Give consideration to the first characteristic 1. This feautre has large activation values in the following 4 chips: “cat”, “happy cat”, “dog” and “energetic dog”. The result suggests that characteristic 1 can be something related to “animals” or “pets.” Characteristic 2 is also an interesting example, which is activated in two “robot” tokens and “ai assistant”. We assume, therefore, this characteristic has something to do with “artificial and robotics”, indicating the understanding of the model about technological contexts. Characteristic 3 has activation in 4 tokens: “no cat”, “no dog”, “robot” and “IA assistant” and this is possibly a characteristic “not an animal”.
Unfortunately, the original model is not a real model trained in the text of the real world, but is artificially designed with the assumption that similar tokens have some similarity in the vector activation space. However, the results still provide interesting ideas: the little self -coching managed to show some significant and friendly characteristics for humans or concepts of the real world.

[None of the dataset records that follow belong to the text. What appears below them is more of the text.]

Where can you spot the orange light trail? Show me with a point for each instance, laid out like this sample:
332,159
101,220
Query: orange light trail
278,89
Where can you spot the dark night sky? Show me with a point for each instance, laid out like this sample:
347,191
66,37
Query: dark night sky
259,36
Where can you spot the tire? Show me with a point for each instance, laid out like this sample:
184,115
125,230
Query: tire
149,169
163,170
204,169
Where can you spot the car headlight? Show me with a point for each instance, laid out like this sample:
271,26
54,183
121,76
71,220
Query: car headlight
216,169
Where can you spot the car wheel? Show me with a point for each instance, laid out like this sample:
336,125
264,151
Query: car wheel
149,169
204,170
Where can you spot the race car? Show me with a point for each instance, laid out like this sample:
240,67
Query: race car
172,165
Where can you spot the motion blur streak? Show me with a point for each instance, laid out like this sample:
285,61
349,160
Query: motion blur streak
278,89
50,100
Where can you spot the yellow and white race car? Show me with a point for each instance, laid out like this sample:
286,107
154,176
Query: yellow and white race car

The simple result in this blog post suggests:, a scarce self -coexist can effectively help obtain high -level characteristics and interpretable of complex neuronal networks such as LLM.
For readers interested in an implementation of the real world of scattered self -employers, I recommend this articlewhere a self -chirer was trained to interpret a real large language model with 512 neurons. This study provides a real application of dispersed self -conditions in the context of LLM's interpretability.
Finally, I provide this Google Colab here laptop For my detailed implementation mentioned in this article.